Oil: A New Pricing Mechanism and the Coming Crunch
Clingendael has released an interesting report regarding the coming oil crisis. (No, we are not quite there yet.) The crisis or crunch is slated for 2010, around the beginning of the next decade, five years earlier than the IEA predicted in 2007 (cf World Energy Outlook 2007).
That crunch will occur, despite some demand destruction and despite weak global economic growth. Perhaps only a severe and prolonged global recession will contain energy prices somewhat.
Compounding our difficulty is the fact that alternate energy sources are not mature enough to provide us the energy we need for continued growth. Indeed, they will not be plentiful soon enough for us to avoid real hardship.
All of the above strikes this writer as old hat, a familiar and depressing old hat at that. What is interesting is how the report deals with the recent spike–along with its subsequent fluctuations.
The writers see a struggle between two modes in establishing the price of oil.
a) The cost of the marginal barrel of supply as determined by the most expensive barrel plus a margin for supply/demand fundamentals and geopolitical risks, driven by open markets in an OECD economic framework and
b) The real User Value of oil–determined by increasingly closed markets (for new reserve exploitation; for bilateral oil trade flows; for refined products), as supported by several of the major OPEC countries and Russia.
The first is how oil has been traditionally priced. Given production, refinery, and transportation costs–each stage tacking on some reasonable profit–, we arrive at the final price, which the writers put at about $110.

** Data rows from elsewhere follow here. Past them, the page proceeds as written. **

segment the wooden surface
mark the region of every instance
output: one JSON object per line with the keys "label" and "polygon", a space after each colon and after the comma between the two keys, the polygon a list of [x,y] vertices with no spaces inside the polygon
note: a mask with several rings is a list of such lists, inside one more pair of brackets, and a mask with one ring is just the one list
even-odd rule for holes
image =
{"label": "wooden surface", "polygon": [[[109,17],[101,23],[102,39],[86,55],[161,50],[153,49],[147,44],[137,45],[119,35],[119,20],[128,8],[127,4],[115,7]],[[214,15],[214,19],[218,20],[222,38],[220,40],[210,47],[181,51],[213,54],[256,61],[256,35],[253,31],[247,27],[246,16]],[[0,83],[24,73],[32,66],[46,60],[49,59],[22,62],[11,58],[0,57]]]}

However, with a crunch in the making and with growing global demand, a new way of pricing oil is coming into play.
“Ok, oil-lovers, what is it worth to you?”
Such a question is possible when oil markets are increasingly closed. Additionally and importantly, there are more buyers for that oil–and, of course, fewer sellers.
This new pricing regime will mean that oil producers can meet their “income requirements” through price, not volume. Additionally, oil that can be stored in the ground will only gain in value as we approach crunch time.
What we are watching, then, is a transition period between the two pricing structures: first one dominates; then the other. The recent high prices were, in effect, testing User Value; after all, “weak globalization” has doubled “the consumer base to 1.5. to 2 billion people in a period of less 15 years.” Yet, if globalization were to take deep hold, i.e., China and India’s billions start owning cars, then we would see an impossible strain on present oil production. Oil producers are fully aware of this fact. Another reason a new pricing structure can be tested.
According to the writers, the next IEA report will assert that for 2030, “a new supply/demand outlook” will be “around 100-105 million b/d,” in contrast to the 2007 production of “116 million b/d.” Demand destruction in the U.S. will, of necessity, be around 50-75%.
Despite the Arctic prospect or fields off Brazil–whatever–, present discoveries are not keeping pace with oil fields in decline. The writers go so far as saying there will be “demand rationing” in the U.S.
In newly emerging markets such as China, there is the problem of oil subsidies. Relaxing their subsidies too much–or even beginning to tax oil to contain demand–will obviously bring enormous inflation, smothering the effort “to catch up” industrially with the West.
(Clearly, as U.S. prices continue their bumpy road upward, the U.S. consumer is going to holler louder and louder about the taxes on oil, pointing out that other countries unfairly subsidize prices.)
The writers spend a good deal of the report discussing Sovereign Wealth Funds and the enormous sums of monies some SWE’s are gathering as a result of oil–think Middle East. Money is power; in the case of the Middle East, enormous money is enormous power in the hands of tiny countries ruled by a few families. He who owns the spice…. interesting that Dune is a desert planet. That oil is becoming a closed market makes possible not only a different pricing modality but also a radical shift in wealth. (Poor America, it will never know what hit it.)
In short, the future of oil in the not too distant future does not make easy or pleasant reading.
As I read these kinds of informative reports, I have to wonder where the economists have been…and those who celebrated the coming wonders of globalization. Did anyone bother to check the cupboards for supplies?